Coke Belda-Coke Belda 4. Coke Belda's first two albums - I and Nummer Zwei (German for #2) - were outstanding slices of power pop with the former making my top 20 in 2013 and the latter the top 10 in 2015. #3 was an album of Bee Gees covers which was nice, but they were covers. So after a five-year wait for original material I'm glad to report that Coke Belda 4 is another gem headed for at least my 2020 top 20. He isn't bashful about his influences or heroes as the leadoff track is "Thank You, Paul" a you-know-who-esque tribute to you-know-who into which he drops many a Macca solo song title (see the lyrics here). Next up is "Another Day", which somewhat surprising isn't a McCartney cover but Belda's own melodic masterpiece. Also of note are the lovely "Believe", a simple acoustic guitar-based ballad, the Jellyfish-influenced "6x8 Basement" and trips both in time ("1968") and distance ("Harlan, Kentucky"). And it all climaxes in the epic "Watching You", six minutes of slow build-up that's his own "Hey Jude". I said "top 20 of 2020" a few sentences back, but who am I kidding - this is top 10 stuff.

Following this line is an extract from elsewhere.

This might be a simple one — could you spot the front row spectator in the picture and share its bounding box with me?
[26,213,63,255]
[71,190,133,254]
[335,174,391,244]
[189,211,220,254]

Kool Kat (pre-order on CD)
Andrew Weiss and Friends-The Golden Age of Love & Chemistry. New York's Andrew Weiss caught my ear in 2018 with his debut album The Honeymoon Suite but he's taken a big step up with his new one, a collection of what I like to call Popicana. His touchstones are Tom Petty and The Jayhawks and the opener "All the News Fit to Print" recalls the former while followup track "Homesick Blues" channels the latter. Elsewhere "The Morning After" is a mature and melodic mid-tempo number, the power ballad "Everybody Loves a Comeback" could have been a late 80s/early 90s hit, and "Diamond" could almost be a lost Bread classic. Impressive stuff.
Cupid's Carnival-Color-Blind. Cupid's Carnival returns with the followup to their 2016 debut Everything is Love and everything is love once again as this extremely Beatlesque London band follows up with a collection they say is for the Summer of Love 2020 (maybe make that the Summer of Isolation). "Working All Day" provides a Hard Day's Night/Help! vibe, "Yesterday's Gone" has a touch of "Penny Lane" without the horns, and "Looking for Rainbows" could be a Rubber Soul outtake. Falling somewhere between The Red Button and The Rutles, Cupid's Carnival lives in a world where it's always 1965 - and in some respects, that's not a bad thing.